コーキングガンを使うことで、ノズル先端から材料をコントロールしながら出せるため、狭い場所や角部分でも作業がしやすいのが特徴です。また、コーキング材は先がとがった大きな歯磨き粉のチューブのような容器に入っていて、一見歯磨き粉のように簡単に出ると思われがちですが、意外と硬いです。冬場など寒い時期はなおさらで、水回り全てを素手でコーキングするなんてとてもではありませんが無理だと私個人は思います。出来たとしても時間がかかりすぎますので職人は絶対にコーキングガンを使っていると思います。
部屋の壁の角のクロスにコーキングする場合など、比較的長い距離にコーキングを打つ場合もコーキングガンを使わないとまず一定にきれいにコーキングを出すということは困難ですから、必ず使用します。
コーキングガンの構造と使い方
コーキングガンは、チューブを固定するフレームと、材料を押し出すためのロッド、引き金(トリガー)で構成されています。チューブをセットし、引き金を引くとロッドが前に進み、中の材料がノズルから出てきます。

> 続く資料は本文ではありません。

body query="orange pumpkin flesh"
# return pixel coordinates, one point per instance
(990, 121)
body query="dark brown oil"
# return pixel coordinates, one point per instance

使う際は、チューブ先端を目地の幅に合わせてカットし、一定のスピードでガンを動かしながら材料を出すのが基本です。最後にヘラで押さえることで、表面が整い仕上がりが良くなります。
ご自分で、水回りのコーキングが切れた部分を直そうとされる方も多いと思います。プロの仕上がりになるかどうかは別として、コーキングを打つだけでしたらコーキングガンを使えば十分DIYで出来ます。最初は見た目をきれいに仕上げるのは難しいかもしれませんが、慣れれば誰でもある程度きれいに仕上げられると思います。
手動式と電動式の違い
一般的な内装工事では手動式のコーキングガンが多く使われます。軽くて扱いやすく、細かい作業に向いています。一方、材料が硬い場合や長い距離を一気に施工する場合には、電動式やバッテリー式が使われることもあります。
現場の規模や施工量によって使い分けるのが一般的です。私は微調整しやすいこともあり、手動式を使っています。内装業の人で電動式を使用している人はあまり見かけませんが、外回りの工事をされる業者さんは持っていらっしゃる方もいます。